The Importance of Measuring Social Media Return on Investment

Social media marketing efforts is one of the most confusing campaign types to measure return on investment for, but is just as important as measuring any other type of business building effort. While many social media marketing events do not require a financial expense, unless you are paying staff members to facilitate them or content creators to create materials, they are still a cost of time and effort. There is also the importance of understanding the metrics in order to optimize time and effort to get the best results.

One of the reasons social media marketing can be so hard to measure for ROI is knowing how to decipher so many of the new measurements and determining what equates to the best ROI for your business. Metrics such as Return on Influence and Return on Engagement measurements both are numbers relating to the success of your social media marketing. How they fit into your ROI reports will depend on how you measure success. If you measure by conversion rates, knowing you have a high return on engagement that lead to site traffic and then to sales will be critical to know if any part of the process is failing to convert social media followers, to site visitors and on to be paying customers.

Being able to show quantifiable results for your social media efforts will clearly portray where marketing budgets should be allocated. For example, if your business is active on three social media sites and one is booming, one is “okay” and the other isn’t getting any engagement at all, you might decide to put your budget into advertising on the social media channel that is giving you the most success, or investing in advertising as a means to create more success on the weakest social media channel. Knowing which one is best will depend on your business model. Some businesses, such as an accounting firm isn’t going to do as well on some social media sites as others and putting the money into creating more success on the weaker sites would be a waste. But, for example, you know accounting firms do well on LinkedIn and are trying to establish a better reputation there, and then advertising dollars could lead to a great return on investment.

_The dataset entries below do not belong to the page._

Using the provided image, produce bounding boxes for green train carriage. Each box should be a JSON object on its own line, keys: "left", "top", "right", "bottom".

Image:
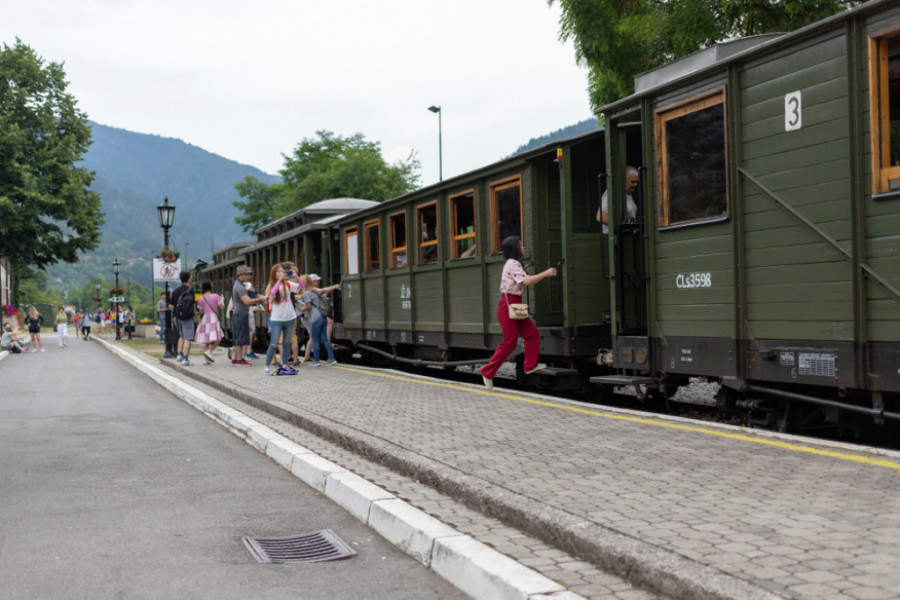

{"left": 334, "top": 130, "right": 612, "bottom": 389}
{"left": 595, "top": 0, "right": 900, "bottom": 429}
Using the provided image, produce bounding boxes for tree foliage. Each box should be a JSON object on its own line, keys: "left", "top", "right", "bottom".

{"left": 233, "top": 130, "right": 420, "bottom": 233}
{"left": 0, "top": 39, "right": 104, "bottom": 276}
{"left": 549, "top": 0, "right": 859, "bottom": 108}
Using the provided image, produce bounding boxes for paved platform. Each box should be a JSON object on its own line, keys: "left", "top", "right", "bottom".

{"left": 103, "top": 341, "right": 900, "bottom": 600}
{"left": 0, "top": 336, "right": 468, "bottom": 600}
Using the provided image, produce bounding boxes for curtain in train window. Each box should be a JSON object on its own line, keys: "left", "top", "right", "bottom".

{"left": 657, "top": 91, "right": 728, "bottom": 227}
{"left": 869, "top": 33, "right": 900, "bottom": 194}
{"left": 490, "top": 177, "right": 522, "bottom": 253}
{"left": 417, "top": 202, "right": 439, "bottom": 264}
{"left": 451, "top": 190, "right": 476, "bottom": 258}
{"left": 364, "top": 220, "right": 380, "bottom": 272}
{"left": 389, "top": 211, "right": 407, "bottom": 268}
{"left": 344, "top": 227, "right": 358, "bottom": 275}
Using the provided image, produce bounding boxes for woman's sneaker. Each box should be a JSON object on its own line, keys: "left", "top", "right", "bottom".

{"left": 309, "top": 361, "right": 321, "bottom": 368}
{"left": 203, "top": 350, "right": 215, "bottom": 363}
{"left": 264, "top": 367, "right": 271, "bottom": 376}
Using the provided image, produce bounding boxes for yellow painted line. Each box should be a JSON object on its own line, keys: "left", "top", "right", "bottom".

{"left": 336, "top": 365, "right": 900, "bottom": 471}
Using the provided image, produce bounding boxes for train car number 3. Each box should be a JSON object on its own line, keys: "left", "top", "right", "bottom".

{"left": 676, "top": 272, "right": 712, "bottom": 289}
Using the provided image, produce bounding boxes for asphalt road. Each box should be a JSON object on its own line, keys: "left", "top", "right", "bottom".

{"left": 0, "top": 338, "right": 468, "bottom": 599}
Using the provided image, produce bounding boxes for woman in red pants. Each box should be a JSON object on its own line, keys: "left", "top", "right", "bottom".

{"left": 480, "top": 236, "right": 557, "bottom": 390}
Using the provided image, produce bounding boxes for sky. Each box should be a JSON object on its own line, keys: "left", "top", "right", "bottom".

{"left": 3, "top": 0, "right": 593, "bottom": 186}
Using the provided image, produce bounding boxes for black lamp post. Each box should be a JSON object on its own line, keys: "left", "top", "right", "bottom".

{"left": 157, "top": 196, "right": 176, "bottom": 358}
{"left": 112, "top": 258, "right": 121, "bottom": 339}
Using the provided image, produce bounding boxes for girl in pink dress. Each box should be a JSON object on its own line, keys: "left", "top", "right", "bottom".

{"left": 195, "top": 279, "right": 224, "bottom": 365}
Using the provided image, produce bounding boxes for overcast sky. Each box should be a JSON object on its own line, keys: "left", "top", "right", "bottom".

Being able to review your ROI with social media marketing will allow you to see what areas can be optimized and what needs to be adjusted, or put aside. If ROI for any particular social media site is low no matter what extensive efforts you made, then continuing to spend time and advertising money there is a waste of your time and resources. Replicating what you see is working out to be the highest ROI will bring exponentially bigger profits than attempting to create social media marketing success without knowing how effective it actually is.